From: Robert Myers on
On Jun 11, 7:15 pm, "Joel Koltner" <zapwireDASHgro...(a)>
> "Skybuck Flying" <IntoTheFut...(a)> wrote in message
> news:8924b$4c119251$54190f09$23647(a)
> > I suspect that the energy in the wifi/gsm/wireless signals go through the
> > human body and might trigger DNA changes to certain cells/parts of the body.
> Yeah, you and plenty of other people.
> It's been extensively researched; the results are generally somewhere between
> "it seems quite harmless" and "pretty inconclusive, really hard to say."  So
> while no one would suggest it's 100% certain that such low-energy EM waves are
> harmless, it does seem pretty clear that if they do create harm, it's a very,
> VERY small risk in the grand scheme of things.
> At some point you have to decide if the conveniences of modern technology are
> worth the risk given science's best asesssment of what those risks are.  None
> of your great-great-great grandparents was ever killed by driving down an
> interstate highway too fast... although it wouldn't have been unheard of for
> them to be killed from something as simple a relatively small cut on, say,
> their foot while walking along a beach that then became infected and
> eventually killed them.  But just as surely as they'd love to have had
> penicillin -- thereby decreasing their risk of death -- they just as surely
> would have liked automobiles, despite the well-known increase in the risk of
> death from them (especially for young guys like *you*, Skybuck!).

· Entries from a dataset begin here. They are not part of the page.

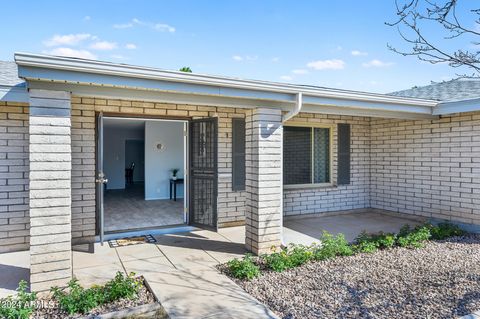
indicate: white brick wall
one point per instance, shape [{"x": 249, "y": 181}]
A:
[
  {"x": 428, "y": 168},
  {"x": 231, "y": 205},
  {"x": 50, "y": 190},
  {"x": 14, "y": 166},
  {"x": 326, "y": 199},
  {"x": 263, "y": 179}
]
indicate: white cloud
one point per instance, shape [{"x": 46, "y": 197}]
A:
[
  {"x": 103, "y": 45},
  {"x": 83, "y": 54},
  {"x": 123, "y": 25},
  {"x": 333, "y": 64},
  {"x": 245, "y": 57},
  {"x": 286, "y": 77},
  {"x": 376, "y": 64},
  {"x": 299, "y": 71},
  {"x": 358, "y": 53},
  {"x": 162, "y": 27},
  {"x": 67, "y": 39},
  {"x": 119, "y": 57}
]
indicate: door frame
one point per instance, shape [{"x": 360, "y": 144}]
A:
[
  {"x": 215, "y": 175},
  {"x": 100, "y": 116}
]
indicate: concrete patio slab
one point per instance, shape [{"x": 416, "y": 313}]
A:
[
  {"x": 135, "y": 252},
  {"x": 13, "y": 268},
  {"x": 180, "y": 267},
  {"x": 306, "y": 230}
]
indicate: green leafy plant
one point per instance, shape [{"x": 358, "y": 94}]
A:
[
  {"x": 331, "y": 246},
  {"x": 413, "y": 238},
  {"x": 244, "y": 268},
  {"x": 77, "y": 299},
  {"x": 369, "y": 243},
  {"x": 365, "y": 247},
  {"x": 19, "y": 306},
  {"x": 278, "y": 261},
  {"x": 445, "y": 230},
  {"x": 299, "y": 255}
]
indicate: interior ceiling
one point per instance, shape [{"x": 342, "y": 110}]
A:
[{"x": 127, "y": 124}]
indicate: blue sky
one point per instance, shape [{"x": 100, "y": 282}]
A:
[{"x": 341, "y": 44}]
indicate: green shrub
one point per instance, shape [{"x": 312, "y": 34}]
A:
[
  {"x": 19, "y": 306},
  {"x": 278, "y": 261},
  {"x": 122, "y": 287},
  {"x": 413, "y": 238},
  {"x": 369, "y": 243},
  {"x": 77, "y": 299},
  {"x": 445, "y": 230},
  {"x": 244, "y": 268},
  {"x": 365, "y": 247},
  {"x": 331, "y": 246}
]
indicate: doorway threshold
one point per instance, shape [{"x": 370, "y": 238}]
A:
[{"x": 149, "y": 231}]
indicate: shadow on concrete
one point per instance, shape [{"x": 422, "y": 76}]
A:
[{"x": 10, "y": 276}]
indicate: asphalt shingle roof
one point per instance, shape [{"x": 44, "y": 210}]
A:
[
  {"x": 453, "y": 90},
  {"x": 9, "y": 74}
]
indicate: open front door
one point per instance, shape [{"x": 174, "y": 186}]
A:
[
  {"x": 203, "y": 172},
  {"x": 100, "y": 179}
]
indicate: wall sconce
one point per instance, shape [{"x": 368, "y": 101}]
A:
[{"x": 159, "y": 146}]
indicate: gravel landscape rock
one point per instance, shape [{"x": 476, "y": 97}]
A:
[
  {"x": 144, "y": 297},
  {"x": 441, "y": 280}
]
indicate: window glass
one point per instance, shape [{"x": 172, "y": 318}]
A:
[
  {"x": 306, "y": 155},
  {"x": 297, "y": 161},
  {"x": 321, "y": 155}
]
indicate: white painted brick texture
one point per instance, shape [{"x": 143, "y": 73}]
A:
[
  {"x": 14, "y": 166},
  {"x": 428, "y": 168}
]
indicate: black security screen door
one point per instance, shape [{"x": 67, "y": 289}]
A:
[{"x": 203, "y": 172}]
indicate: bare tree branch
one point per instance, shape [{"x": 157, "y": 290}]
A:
[{"x": 411, "y": 18}]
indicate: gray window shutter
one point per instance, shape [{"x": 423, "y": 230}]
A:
[
  {"x": 238, "y": 154},
  {"x": 343, "y": 158}
]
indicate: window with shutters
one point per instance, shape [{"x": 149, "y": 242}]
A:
[{"x": 307, "y": 155}]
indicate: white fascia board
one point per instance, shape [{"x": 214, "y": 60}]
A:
[
  {"x": 14, "y": 94},
  {"x": 127, "y": 71},
  {"x": 222, "y": 101},
  {"x": 445, "y": 108}
]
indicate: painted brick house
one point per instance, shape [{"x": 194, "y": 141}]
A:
[{"x": 81, "y": 140}]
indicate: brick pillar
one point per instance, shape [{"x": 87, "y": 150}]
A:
[
  {"x": 50, "y": 189},
  {"x": 264, "y": 173}
]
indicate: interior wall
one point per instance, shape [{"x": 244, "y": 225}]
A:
[
  {"x": 159, "y": 163},
  {"x": 114, "y": 153},
  {"x": 135, "y": 152}
]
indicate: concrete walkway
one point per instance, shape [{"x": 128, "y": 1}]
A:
[{"x": 180, "y": 268}]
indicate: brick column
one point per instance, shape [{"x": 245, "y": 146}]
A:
[
  {"x": 50, "y": 189},
  {"x": 264, "y": 173}
]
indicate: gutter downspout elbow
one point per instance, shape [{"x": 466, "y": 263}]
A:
[{"x": 297, "y": 109}]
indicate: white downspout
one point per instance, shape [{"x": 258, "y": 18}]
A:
[{"x": 297, "y": 109}]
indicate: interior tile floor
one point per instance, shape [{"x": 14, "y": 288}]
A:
[{"x": 126, "y": 209}]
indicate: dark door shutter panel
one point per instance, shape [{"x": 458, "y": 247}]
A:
[
  {"x": 343, "y": 158},
  {"x": 238, "y": 154}
]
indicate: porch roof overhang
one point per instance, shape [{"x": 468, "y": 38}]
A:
[{"x": 110, "y": 80}]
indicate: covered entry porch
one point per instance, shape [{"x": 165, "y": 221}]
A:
[{"x": 62, "y": 119}]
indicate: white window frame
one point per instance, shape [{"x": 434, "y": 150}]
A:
[{"x": 331, "y": 127}]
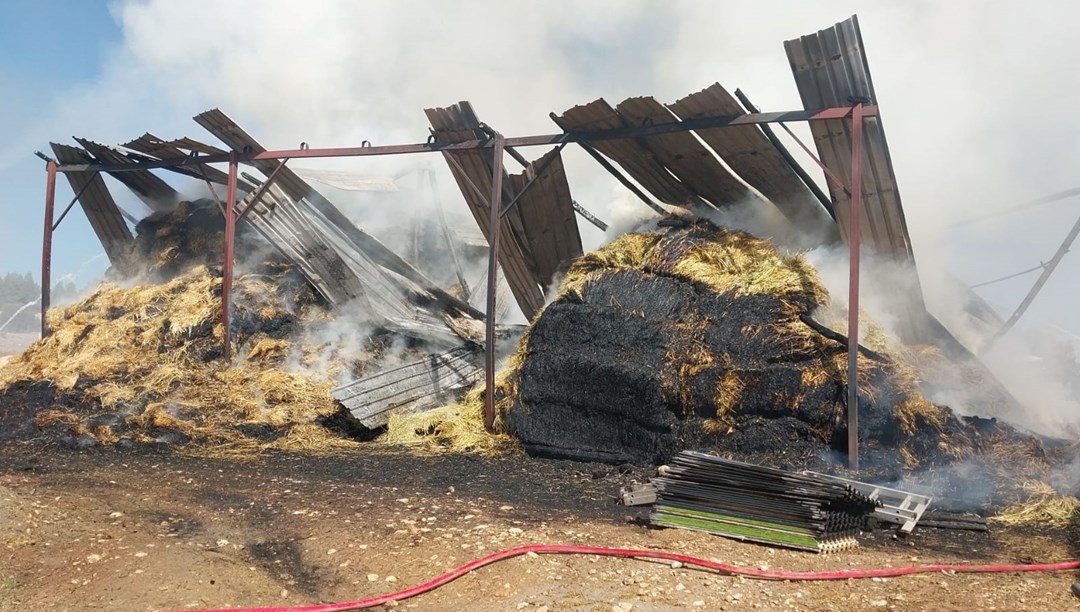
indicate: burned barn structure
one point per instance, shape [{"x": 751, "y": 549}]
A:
[{"x": 707, "y": 150}]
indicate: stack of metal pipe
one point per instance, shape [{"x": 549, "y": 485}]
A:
[{"x": 759, "y": 504}]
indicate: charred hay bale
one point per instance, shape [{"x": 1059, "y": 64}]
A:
[{"x": 693, "y": 339}]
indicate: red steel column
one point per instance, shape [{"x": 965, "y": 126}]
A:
[
  {"x": 856, "y": 196},
  {"x": 493, "y": 228},
  {"x": 230, "y": 230},
  {"x": 46, "y": 245}
]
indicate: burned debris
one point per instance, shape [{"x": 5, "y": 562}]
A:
[{"x": 241, "y": 323}]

> Does it bother you to stand in front of a light bulb?  You're getting
> *hundreds* of watts there at *many terahertz* after all... makes your WiFi
> gear seem absolutely puny!

As a professor of chemistry at one of our lesser local institutions
pompously informed me, photons from cell phone radiation aren't strong
enough to break the relevant chemical bonds (like, gosh, I never would
have known from all that time studying physics), thus leading to
possible mutations. What apparently didn't occur to him is that
structural kinetics of proteins *could* be affected by the relatively
low energy but coherent radiation from wireless devices. It would be
really premature to conclude that there is no risk. People were dying
of bovine spongiform encephalopathy (mad cow disease) in significant
numbers by the time clinicians opened their minds wide enough to
accept prions as a cause.

I agree that the kind of wild speculation you are responding to is
unhelpful, but the history of environmental hazards to health is
littered with premature dismissals of potential risks.